I started this book back in June on my way to Costa Rica and just finished it on the way home from London. I found many insightful pages and have decided to list some of the excerpts here for future reference.
"True prayer is usually experienced as tears, surrender, and forgiveness." (p.16) - this is something that I first began to realize as I read through the Philokalia. I was surprised at how often tears were mentioned in a book about prayer and how so many of the instructions regarding Jesus Prayer included notations about tears. Ever since I've been introduced to these concepts I've been paying a lot more attention to my own tears and the things that move me emotionally.
"...seeing is the heart of spirituality today." (p.17) - a lot of times we pray for God to be present with us, but I feel that's probably not good theology. God is always present we just don't see Him because we are blinded by what Rohr calls "affluenza".
"It seems that we Christians have been worshiping Jesus' journey instead of doing his journey. The first feels very religious; the second just feels human, and not glorious at all." (p. 20)
"We cannot attain the presence of God because we're already totally in the presence of God. What's absent is awareness." (p.29)
Luke 11:34 - If your eye is healthy, your whole body is full of light.
"We have to learn to see what is there."
"Prayer is not primarily saying words or thinking thoughts. It is, rather, a stance.
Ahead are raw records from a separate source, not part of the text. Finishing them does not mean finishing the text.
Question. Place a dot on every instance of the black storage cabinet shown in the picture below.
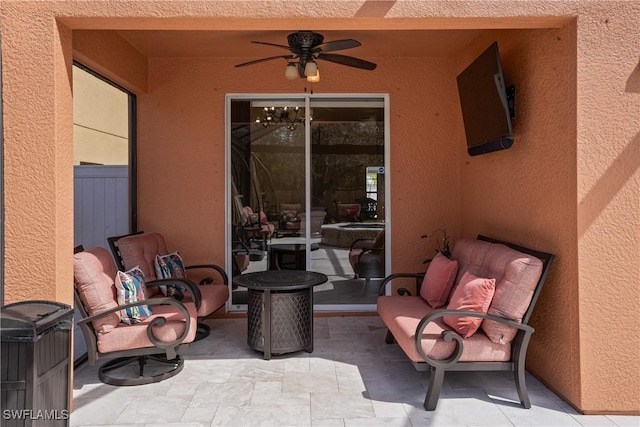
(35, 345)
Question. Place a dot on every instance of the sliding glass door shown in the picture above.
(306, 182)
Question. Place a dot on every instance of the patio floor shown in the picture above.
(352, 378)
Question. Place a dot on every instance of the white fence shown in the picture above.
(101, 204)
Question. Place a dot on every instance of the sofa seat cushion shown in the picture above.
(213, 298)
(126, 337)
(402, 314)
(516, 275)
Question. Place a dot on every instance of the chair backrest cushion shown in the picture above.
(94, 272)
(141, 250)
(348, 211)
(472, 294)
(516, 274)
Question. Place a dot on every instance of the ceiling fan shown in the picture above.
(306, 47)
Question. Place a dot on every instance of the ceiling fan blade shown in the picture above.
(349, 61)
(257, 61)
(336, 45)
(272, 44)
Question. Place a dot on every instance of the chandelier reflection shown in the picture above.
(287, 116)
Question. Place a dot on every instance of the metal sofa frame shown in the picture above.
(519, 345)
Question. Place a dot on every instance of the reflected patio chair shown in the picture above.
(142, 248)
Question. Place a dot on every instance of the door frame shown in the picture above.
(308, 99)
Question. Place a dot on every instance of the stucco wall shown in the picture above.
(181, 145)
(588, 315)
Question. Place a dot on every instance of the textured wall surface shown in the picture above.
(185, 108)
(569, 185)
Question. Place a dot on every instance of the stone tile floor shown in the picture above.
(352, 378)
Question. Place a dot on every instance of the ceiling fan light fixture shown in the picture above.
(314, 79)
(310, 69)
(291, 72)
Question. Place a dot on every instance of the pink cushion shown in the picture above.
(516, 275)
(94, 271)
(473, 294)
(438, 281)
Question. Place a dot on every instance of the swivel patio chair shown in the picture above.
(142, 248)
(155, 341)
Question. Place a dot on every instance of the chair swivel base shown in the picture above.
(120, 371)
(202, 331)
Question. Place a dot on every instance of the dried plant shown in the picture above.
(441, 242)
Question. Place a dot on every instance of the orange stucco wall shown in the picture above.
(569, 185)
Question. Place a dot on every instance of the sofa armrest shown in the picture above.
(450, 335)
(402, 291)
(208, 280)
(187, 284)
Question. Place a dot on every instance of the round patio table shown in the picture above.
(280, 309)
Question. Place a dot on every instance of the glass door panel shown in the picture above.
(347, 193)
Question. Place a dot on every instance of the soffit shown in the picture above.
(387, 43)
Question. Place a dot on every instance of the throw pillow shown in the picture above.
(472, 294)
(437, 283)
(171, 266)
(131, 288)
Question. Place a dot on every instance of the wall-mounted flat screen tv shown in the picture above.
(485, 105)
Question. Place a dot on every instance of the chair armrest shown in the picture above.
(209, 280)
(187, 284)
(168, 347)
(450, 335)
(417, 276)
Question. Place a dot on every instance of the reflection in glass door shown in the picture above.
(347, 200)
(307, 191)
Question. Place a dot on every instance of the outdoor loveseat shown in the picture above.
(470, 312)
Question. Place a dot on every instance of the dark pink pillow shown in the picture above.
(437, 283)
(472, 294)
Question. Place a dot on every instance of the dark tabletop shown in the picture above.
(293, 247)
(280, 280)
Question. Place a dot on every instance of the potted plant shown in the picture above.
(441, 242)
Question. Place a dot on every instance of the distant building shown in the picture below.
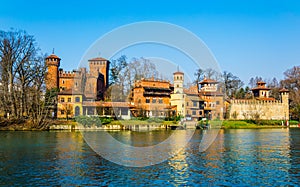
(262, 106)
(188, 103)
(213, 99)
(151, 98)
(76, 86)
(81, 92)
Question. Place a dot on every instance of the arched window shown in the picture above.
(77, 111)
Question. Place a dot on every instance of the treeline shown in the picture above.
(124, 73)
(22, 72)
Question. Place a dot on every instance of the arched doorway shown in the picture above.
(77, 111)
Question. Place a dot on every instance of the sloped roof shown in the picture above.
(52, 56)
(98, 59)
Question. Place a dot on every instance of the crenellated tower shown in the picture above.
(284, 93)
(52, 79)
(178, 78)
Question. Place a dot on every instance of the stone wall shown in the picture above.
(255, 109)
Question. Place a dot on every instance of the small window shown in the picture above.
(77, 99)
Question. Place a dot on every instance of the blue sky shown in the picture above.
(248, 38)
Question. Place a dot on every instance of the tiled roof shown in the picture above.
(260, 88)
(205, 81)
(69, 92)
(97, 59)
(284, 90)
(178, 72)
(52, 56)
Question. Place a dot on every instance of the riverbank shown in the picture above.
(135, 124)
(249, 124)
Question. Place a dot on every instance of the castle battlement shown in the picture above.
(255, 101)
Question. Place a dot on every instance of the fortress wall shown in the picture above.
(267, 110)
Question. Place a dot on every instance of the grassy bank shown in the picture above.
(250, 124)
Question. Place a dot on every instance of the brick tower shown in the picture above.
(52, 63)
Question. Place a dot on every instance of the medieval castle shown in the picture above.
(81, 92)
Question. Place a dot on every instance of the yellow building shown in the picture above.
(151, 98)
(213, 99)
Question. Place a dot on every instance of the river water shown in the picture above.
(242, 157)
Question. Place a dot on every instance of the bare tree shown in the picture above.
(22, 72)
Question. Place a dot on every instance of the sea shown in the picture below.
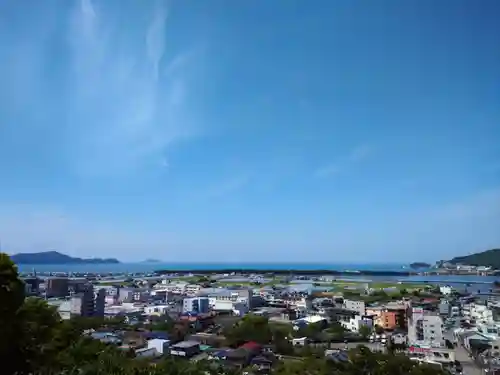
(473, 282)
(145, 267)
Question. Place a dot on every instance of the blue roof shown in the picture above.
(156, 335)
(190, 313)
(221, 353)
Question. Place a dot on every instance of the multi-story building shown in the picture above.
(82, 304)
(425, 328)
(140, 295)
(224, 299)
(196, 304)
(356, 322)
(32, 285)
(174, 288)
(126, 295)
(192, 289)
(99, 302)
(88, 302)
(355, 305)
(56, 287)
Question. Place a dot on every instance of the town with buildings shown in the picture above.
(454, 329)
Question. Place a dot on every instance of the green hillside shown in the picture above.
(488, 258)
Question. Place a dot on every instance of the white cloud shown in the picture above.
(94, 76)
(327, 171)
(360, 153)
(356, 155)
(228, 186)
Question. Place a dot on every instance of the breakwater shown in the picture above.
(284, 272)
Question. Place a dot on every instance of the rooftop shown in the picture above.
(186, 344)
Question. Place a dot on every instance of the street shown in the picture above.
(462, 355)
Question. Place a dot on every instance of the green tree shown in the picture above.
(365, 331)
(12, 294)
(250, 328)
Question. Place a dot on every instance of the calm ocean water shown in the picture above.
(482, 283)
(150, 267)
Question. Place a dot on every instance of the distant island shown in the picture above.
(417, 265)
(151, 261)
(488, 258)
(54, 257)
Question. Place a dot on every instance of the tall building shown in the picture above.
(56, 287)
(425, 328)
(196, 304)
(99, 302)
(32, 284)
(88, 302)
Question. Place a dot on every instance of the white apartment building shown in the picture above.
(192, 289)
(156, 310)
(224, 299)
(425, 328)
(175, 288)
(355, 305)
(445, 290)
(356, 322)
(480, 313)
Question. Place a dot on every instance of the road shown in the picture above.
(372, 346)
(468, 364)
(462, 355)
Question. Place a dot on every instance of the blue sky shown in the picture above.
(336, 131)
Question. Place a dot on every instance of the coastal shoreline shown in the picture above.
(315, 272)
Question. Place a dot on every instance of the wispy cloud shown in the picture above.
(108, 97)
(357, 154)
(228, 186)
(327, 170)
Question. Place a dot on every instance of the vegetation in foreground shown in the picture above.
(34, 341)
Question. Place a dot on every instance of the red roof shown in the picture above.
(251, 345)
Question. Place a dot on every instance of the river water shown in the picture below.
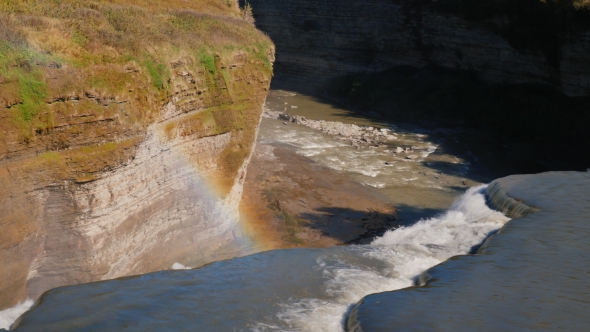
(420, 187)
(281, 290)
(302, 289)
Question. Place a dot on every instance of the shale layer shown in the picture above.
(125, 132)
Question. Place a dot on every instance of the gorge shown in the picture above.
(131, 142)
(124, 140)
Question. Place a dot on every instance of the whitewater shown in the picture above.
(391, 262)
(279, 290)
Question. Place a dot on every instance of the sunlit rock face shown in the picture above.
(128, 163)
(319, 40)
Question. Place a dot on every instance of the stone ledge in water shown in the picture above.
(531, 276)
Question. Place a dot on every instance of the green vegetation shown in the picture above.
(158, 72)
(100, 40)
(208, 61)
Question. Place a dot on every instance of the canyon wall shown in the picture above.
(123, 149)
(320, 40)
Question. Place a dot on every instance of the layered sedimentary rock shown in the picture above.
(320, 40)
(122, 164)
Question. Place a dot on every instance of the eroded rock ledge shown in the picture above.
(525, 277)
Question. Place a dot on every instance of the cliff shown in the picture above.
(500, 41)
(125, 131)
(515, 71)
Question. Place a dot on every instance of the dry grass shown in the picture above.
(96, 39)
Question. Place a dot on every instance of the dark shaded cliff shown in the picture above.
(516, 71)
(502, 42)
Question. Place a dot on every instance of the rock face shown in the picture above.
(107, 181)
(319, 40)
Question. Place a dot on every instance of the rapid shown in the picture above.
(301, 289)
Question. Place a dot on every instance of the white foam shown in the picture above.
(8, 316)
(390, 262)
(178, 266)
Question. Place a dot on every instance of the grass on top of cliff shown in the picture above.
(94, 42)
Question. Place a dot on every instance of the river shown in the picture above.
(440, 203)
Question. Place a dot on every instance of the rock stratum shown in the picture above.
(500, 41)
(125, 132)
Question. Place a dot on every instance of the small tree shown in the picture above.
(247, 13)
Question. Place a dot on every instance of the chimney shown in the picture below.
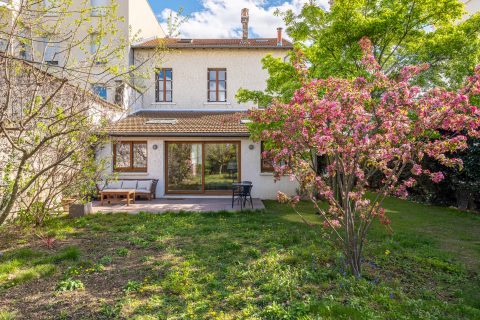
(245, 19)
(279, 37)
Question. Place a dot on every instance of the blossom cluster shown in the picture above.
(364, 126)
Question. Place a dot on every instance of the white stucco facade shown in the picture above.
(265, 186)
(190, 68)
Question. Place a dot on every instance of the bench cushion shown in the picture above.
(129, 184)
(114, 185)
(146, 185)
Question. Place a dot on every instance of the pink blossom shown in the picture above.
(437, 177)
(417, 170)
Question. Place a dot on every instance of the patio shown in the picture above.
(175, 205)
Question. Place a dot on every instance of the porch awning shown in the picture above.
(181, 124)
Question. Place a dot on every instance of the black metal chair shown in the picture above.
(243, 193)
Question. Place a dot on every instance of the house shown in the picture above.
(53, 21)
(188, 131)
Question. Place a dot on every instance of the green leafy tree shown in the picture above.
(403, 32)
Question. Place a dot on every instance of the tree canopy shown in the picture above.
(403, 32)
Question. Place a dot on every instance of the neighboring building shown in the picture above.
(189, 132)
(136, 22)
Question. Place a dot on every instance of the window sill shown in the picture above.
(164, 104)
(217, 103)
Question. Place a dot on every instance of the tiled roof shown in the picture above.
(181, 124)
(259, 43)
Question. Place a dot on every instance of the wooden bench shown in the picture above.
(115, 194)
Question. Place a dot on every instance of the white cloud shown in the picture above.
(221, 18)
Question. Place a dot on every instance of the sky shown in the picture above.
(221, 18)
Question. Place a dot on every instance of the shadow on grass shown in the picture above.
(229, 265)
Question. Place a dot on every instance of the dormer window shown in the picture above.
(217, 85)
(164, 85)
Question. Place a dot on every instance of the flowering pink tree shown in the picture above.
(362, 127)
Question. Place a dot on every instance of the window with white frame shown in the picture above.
(97, 47)
(100, 90)
(99, 7)
(52, 51)
(3, 45)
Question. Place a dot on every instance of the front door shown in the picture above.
(202, 167)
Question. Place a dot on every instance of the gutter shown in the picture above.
(179, 134)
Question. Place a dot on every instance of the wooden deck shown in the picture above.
(175, 205)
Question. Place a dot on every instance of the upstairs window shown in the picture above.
(99, 7)
(98, 45)
(52, 51)
(164, 85)
(130, 156)
(100, 90)
(3, 45)
(217, 85)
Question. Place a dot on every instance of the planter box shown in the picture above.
(79, 210)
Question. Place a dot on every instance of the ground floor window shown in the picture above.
(130, 156)
(266, 163)
(202, 167)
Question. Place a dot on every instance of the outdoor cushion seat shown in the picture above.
(144, 185)
(129, 184)
(145, 188)
(114, 185)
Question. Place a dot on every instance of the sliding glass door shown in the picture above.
(184, 167)
(206, 167)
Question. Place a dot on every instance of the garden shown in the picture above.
(251, 265)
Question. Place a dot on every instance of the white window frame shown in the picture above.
(99, 7)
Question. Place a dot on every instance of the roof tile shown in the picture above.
(188, 124)
(175, 43)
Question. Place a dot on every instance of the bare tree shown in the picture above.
(53, 57)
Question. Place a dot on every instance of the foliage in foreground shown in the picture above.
(261, 265)
(370, 125)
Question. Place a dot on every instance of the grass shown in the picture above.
(257, 265)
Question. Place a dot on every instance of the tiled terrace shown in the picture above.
(176, 205)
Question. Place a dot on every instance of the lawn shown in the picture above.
(250, 265)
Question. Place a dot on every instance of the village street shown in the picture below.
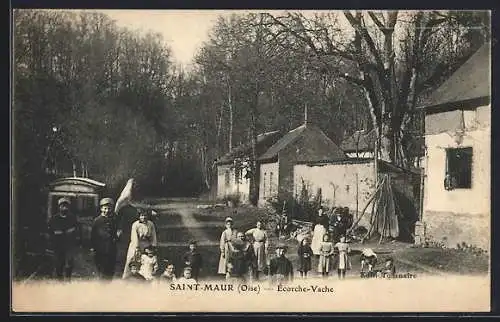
(181, 220)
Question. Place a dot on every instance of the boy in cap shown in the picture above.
(193, 259)
(64, 235)
(134, 273)
(227, 235)
(280, 267)
(104, 237)
(187, 277)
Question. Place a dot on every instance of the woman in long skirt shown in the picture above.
(142, 235)
(318, 233)
(226, 236)
(343, 262)
(260, 246)
(325, 258)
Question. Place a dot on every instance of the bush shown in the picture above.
(468, 248)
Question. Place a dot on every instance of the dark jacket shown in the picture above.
(104, 234)
(281, 266)
(193, 258)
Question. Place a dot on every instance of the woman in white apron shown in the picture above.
(260, 246)
(142, 235)
(226, 236)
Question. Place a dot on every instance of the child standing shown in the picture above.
(187, 277)
(368, 258)
(343, 262)
(169, 274)
(389, 268)
(149, 263)
(325, 256)
(280, 267)
(192, 258)
(134, 275)
(305, 254)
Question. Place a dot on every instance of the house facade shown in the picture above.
(306, 143)
(277, 155)
(232, 176)
(456, 205)
(352, 182)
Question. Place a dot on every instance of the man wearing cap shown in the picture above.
(280, 267)
(227, 235)
(63, 231)
(104, 237)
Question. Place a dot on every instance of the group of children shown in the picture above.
(328, 255)
(331, 255)
(145, 267)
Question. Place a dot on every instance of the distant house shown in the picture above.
(351, 183)
(304, 143)
(456, 205)
(232, 178)
(361, 144)
(277, 154)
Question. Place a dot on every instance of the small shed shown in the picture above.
(84, 194)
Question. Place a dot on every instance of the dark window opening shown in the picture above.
(458, 168)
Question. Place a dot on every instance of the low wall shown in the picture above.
(456, 228)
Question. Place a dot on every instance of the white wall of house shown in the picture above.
(460, 214)
(365, 154)
(269, 181)
(338, 183)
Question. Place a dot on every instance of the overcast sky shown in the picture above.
(183, 30)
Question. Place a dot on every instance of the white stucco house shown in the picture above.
(456, 204)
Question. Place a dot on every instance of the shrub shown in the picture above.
(468, 248)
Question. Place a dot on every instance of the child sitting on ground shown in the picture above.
(192, 258)
(187, 278)
(149, 263)
(169, 274)
(134, 273)
(368, 259)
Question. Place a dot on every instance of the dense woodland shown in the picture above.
(111, 103)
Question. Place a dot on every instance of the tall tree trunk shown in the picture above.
(230, 103)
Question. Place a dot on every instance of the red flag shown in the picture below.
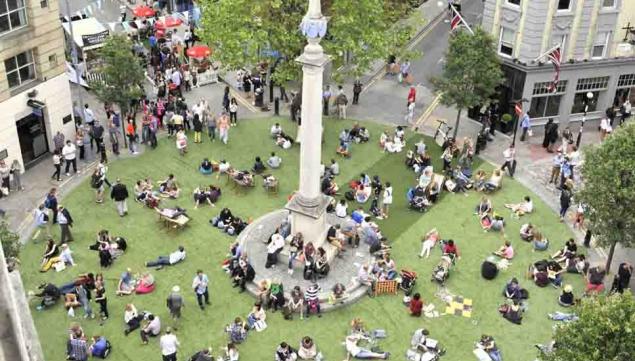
(456, 20)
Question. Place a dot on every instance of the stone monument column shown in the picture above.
(308, 205)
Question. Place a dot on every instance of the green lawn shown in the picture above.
(206, 248)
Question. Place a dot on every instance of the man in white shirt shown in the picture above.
(89, 116)
(169, 345)
(174, 258)
(510, 162)
(68, 152)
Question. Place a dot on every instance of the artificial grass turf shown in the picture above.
(206, 248)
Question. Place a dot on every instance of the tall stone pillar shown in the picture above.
(308, 205)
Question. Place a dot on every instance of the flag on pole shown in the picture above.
(555, 55)
(518, 109)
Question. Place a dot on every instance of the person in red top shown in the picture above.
(412, 94)
(416, 305)
(451, 248)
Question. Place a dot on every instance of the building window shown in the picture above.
(20, 69)
(506, 42)
(12, 15)
(600, 45)
(608, 3)
(599, 83)
(626, 80)
(564, 5)
(546, 103)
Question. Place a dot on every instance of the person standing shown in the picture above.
(65, 221)
(223, 127)
(510, 160)
(100, 298)
(199, 284)
(57, 163)
(175, 302)
(357, 90)
(119, 193)
(68, 152)
(198, 128)
(525, 123)
(58, 141)
(326, 98)
(233, 112)
(341, 102)
(169, 345)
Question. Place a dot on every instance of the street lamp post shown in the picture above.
(587, 100)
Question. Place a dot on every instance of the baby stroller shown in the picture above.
(408, 281)
(418, 201)
(442, 270)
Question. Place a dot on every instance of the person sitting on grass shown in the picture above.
(415, 306)
(539, 242)
(308, 350)
(126, 283)
(274, 161)
(566, 298)
(344, 149)
(206, 167)
(527, 231)
(568, 251)
(355, 351)
(519, 209)
(494, 182)
(237, 331)
(259, 166)
(172, 259)
(338, 294)
(506, 251)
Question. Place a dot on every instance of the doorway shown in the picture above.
(32, 137)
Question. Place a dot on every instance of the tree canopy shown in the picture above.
(121, 72)
(244, 32)
(471, 72)
(609, 188)
(605, 331)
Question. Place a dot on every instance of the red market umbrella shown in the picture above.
(168, 22)
(143, 11)
(199, 51)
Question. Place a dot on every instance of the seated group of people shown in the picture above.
(229, 223)
(394, 144)
(207, 195)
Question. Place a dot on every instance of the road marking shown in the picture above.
(242, 100)
(411, 45)
(433, 105)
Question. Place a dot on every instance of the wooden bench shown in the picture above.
(173, 223)
(385, 287)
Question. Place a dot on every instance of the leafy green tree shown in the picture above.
(239, 31)
(471, 72)
(605, 331)
(609, 189)
(122, 74)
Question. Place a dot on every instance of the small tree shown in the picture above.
(604, 331)
(471, 72)
(609, 189)
(122, 74)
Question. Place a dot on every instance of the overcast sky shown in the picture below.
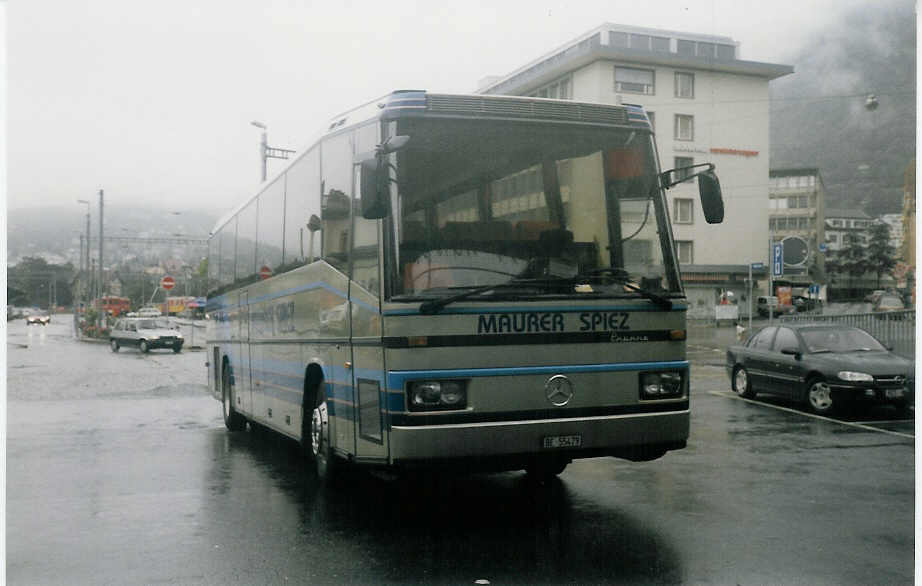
(152, 101)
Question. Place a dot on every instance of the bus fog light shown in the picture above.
(437, 395)
(661, 385)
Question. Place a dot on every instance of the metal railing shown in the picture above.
(893, 328)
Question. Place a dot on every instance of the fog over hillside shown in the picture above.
(818, 114)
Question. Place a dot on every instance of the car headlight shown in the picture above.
(437, 395)
(661, 385)
(855, 376)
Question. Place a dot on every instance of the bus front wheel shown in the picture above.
(233, 420)
(321, 450)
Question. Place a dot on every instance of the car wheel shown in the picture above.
(233, 420)
(819, 397)
(741, 383)
(321, 450)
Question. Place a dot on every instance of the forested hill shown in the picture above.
(819, 116)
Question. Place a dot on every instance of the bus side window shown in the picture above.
(336, 205)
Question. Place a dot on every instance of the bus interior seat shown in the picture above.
(490, 231)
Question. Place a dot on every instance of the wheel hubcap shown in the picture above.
(820, 397)
(741, 381)
(317, 431)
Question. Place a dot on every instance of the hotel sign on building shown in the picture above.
(707, 106)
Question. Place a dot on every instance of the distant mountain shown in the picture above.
(54, 232)
(819, 116)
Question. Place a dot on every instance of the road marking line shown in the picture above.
(729, 395)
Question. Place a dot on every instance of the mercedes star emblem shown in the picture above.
(559, 390)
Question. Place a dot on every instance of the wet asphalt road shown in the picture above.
(120, 471)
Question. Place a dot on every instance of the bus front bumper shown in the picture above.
(637, 437)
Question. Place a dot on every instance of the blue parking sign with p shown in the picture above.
(777, 259)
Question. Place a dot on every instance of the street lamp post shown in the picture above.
(85, 262)
(265, 151)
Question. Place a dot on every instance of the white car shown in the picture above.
(146, 334)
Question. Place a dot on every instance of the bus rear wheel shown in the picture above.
(321, 450)
(233, 420)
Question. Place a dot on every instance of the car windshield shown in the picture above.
(153, 324)
(839, 340)
(482, 204)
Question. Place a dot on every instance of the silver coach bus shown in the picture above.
(480, 282)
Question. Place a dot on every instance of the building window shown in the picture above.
(659, 44)
(684, 85)
(685, 251)
(684, 127)
(557, 90)
(635, 81)
(684, 210)
(683, 162)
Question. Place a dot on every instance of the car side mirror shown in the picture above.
(712, 203)
(791, 352)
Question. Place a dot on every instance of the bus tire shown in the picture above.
(321, 449)
(233, 420)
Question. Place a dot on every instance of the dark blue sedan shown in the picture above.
(823, 366)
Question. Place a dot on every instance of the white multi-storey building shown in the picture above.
(707, 106)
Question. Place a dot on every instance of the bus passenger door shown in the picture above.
(242, 377)
(368, 381)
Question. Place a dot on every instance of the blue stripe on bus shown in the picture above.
(529, 309)
(396, 379)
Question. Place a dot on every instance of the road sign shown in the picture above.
(777, 259)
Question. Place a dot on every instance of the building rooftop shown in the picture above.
(846, 213)
(793, 172)
(636, 45)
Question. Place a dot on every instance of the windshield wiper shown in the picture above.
(436, 305)
(621, 277)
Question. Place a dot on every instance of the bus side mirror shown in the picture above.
(712, 203)
(374, 189)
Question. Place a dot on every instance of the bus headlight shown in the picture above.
(437, 395)
(856, 376)
(661, 385)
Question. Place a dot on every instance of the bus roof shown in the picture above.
(419, 103)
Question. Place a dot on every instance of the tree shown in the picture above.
(881, 254)
(852, 259)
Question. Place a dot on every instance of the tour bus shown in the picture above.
(474, 282)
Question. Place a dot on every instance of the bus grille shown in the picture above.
(526, 108)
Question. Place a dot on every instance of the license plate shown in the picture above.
(563, 441)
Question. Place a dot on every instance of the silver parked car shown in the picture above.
(145, 333)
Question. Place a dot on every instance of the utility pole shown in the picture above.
(265, 151)
(101, 275)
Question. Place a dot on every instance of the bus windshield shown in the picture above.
(479, 203)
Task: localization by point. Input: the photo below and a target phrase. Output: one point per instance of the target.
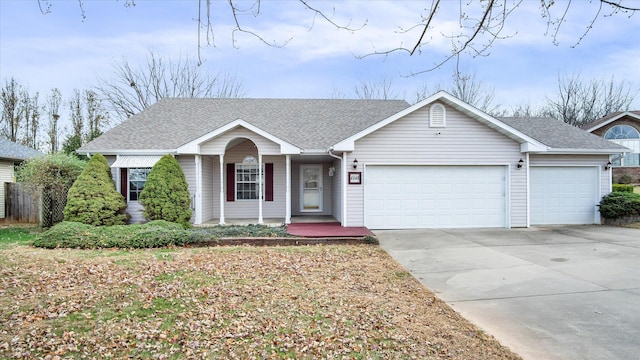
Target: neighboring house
(621, 128)
(11, 154)
(384, 164)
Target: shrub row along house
(384, 164)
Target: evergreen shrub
(93, 198)
(620, 204)
(166, 193)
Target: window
(437, 116)
(248, 179)
(137, 177)
(627, 136)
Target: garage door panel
(435, 196)
(563, 195)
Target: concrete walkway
(569, 292)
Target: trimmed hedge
(623, 187)
(620, 204)
(153, 234)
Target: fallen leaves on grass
(238, 303)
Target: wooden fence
(21, 205)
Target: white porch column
(260, 195)
(287, 215)
(344, 188)
(198, 194)
(221, 157)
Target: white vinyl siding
(6, 175)
(564, 195)
(188, 165)
(209, 193)
(465, 141)
(410, 197)
(336, 191)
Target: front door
(311, 188)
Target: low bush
(620, 204)
(153, 234)
(625, 179)
(623, 187)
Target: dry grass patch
(234, 302)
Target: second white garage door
(564, 195)
(405, 197)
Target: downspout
(343, 185)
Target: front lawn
(225, 302)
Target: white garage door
(405, 197)
(563, 195)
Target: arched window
(622, 132)
(628, 136)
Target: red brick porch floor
(326, 229)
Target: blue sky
(61, 49)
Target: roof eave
(348, 144)
(193, 147)
(552, 151)
(127, 151)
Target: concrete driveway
(570, 292)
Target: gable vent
(437, 116)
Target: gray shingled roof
(307, 124)
(606, 118)
(559, 135)
(14, 151)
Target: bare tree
(467, 88)
(380, 90)
(31, 111)
(579, 102)
(133, 89)
(88, 119)
(97, 116)
(76, 115)
(528, 111)
(12, 109)
(480, 22)
(52, 107)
It's a way of living in the presence, living in awareness of the Presence, and even of enjoying the Presence." (p. 31)
"All spiritual disciplines have one purpose: to get rid of the illusions so we can be present. These disciplines exist so that we can see what is, see who we are, and see what is happening. On the contrary, our mass cultural trance is like scales over our eyes. We see only with the material eye."
"If we are to believe Jesus, nothing is more dangerous than people who presume they already see. God can most easily be lost by being thought found." (p. 31)
There's a section in the book called "Cultivating the Beginners Mind". Rohr likens the concept to the frequent illustration chosen by Jesus, that of the little child. He goes so far as to say that what blocks spiritual teaching is the assumption that we already know or that we don't need to know. As a teacher myself, I can't tell you how true that is in the classroom. Oh, that more of my students came in with a beginners mind. When I first read this I thought to myself, I'll bet God wishes the same for me at times. I was about to lead a mission trip with 13 of my students and so I tried to adopt the beginners mind. It was a humbling experience.
"Spirituality is about seeing. We need to learn to say with the blind man, 'I want to see.'" (p.33)
After speaking of the Zen concept of koan, Rohr says this... "If the great mystery is indeed the Great Mystery, it will lead us into paradox, into darkness, and into journeys that never cease. That is what prayer is about." (p.36)
"In terms of soul work, we dare not get rid of the pain before we have learned what it has to teach us... We must learn to stay with the pain of life, without answers, without conclusions, and some days without meaning. That is the path, the perilous dark path of true prayer... We avoid God who works in the darkness - where we are not in control! Maybe that is the secret: relinquishing control." (p.43-47)
We must learn the way of descent, the way of tears, and how to learn to let go.
I was surprised how often Rohr used the words "letting go". And it made me rethink how significant those two words have been to me over the past year, since YS.
"The contemplative secret is to learn to live in the now... Know that things are okay as they are. This moment is as perfect as it can be. The saints called this 'the sacrament of the present moment'." (p. 61)
"Be not afraid" is the most common single line in the Bible. (p.69)
"We will not recognize God later if we do not recognize him now." (p. 90)
"St. Francis said, 'I have done what was mine to do; now you must do what is yours to do.' We must find out what part of the mystery is ours to reflect. There is a unique truth that our lives alone can reflect. Our first job is to see correctly who we are, and then to act on it. That will probably take more courage than to be Mother Teresa... The most courageous thing we will ever do is to bear humbly they mystery of our own reality. That is everybody's greatest cross." (p. 97)
"When religion becomes an organizational system, it will reward fear because it offers control to those in management." (p.108)
"Prayer and suffering are probably the two primary paths of transformation." (p.115)
"People who know God well, always meet a lover not a dictator." (p.131)
"Two-thirds of Jesus' teaching is on forgiveness." (p.133)
"Church only "works" with people who have some real life with God; otherwise it's all smoke and mirrors." (p.150)
3 comments:
wow
sounds like a great book. Thanks for the excerpts.
Tim M
Thanks for adding more excerpts and thoughts.
thanks for the heads up on the updated post. very good stuff.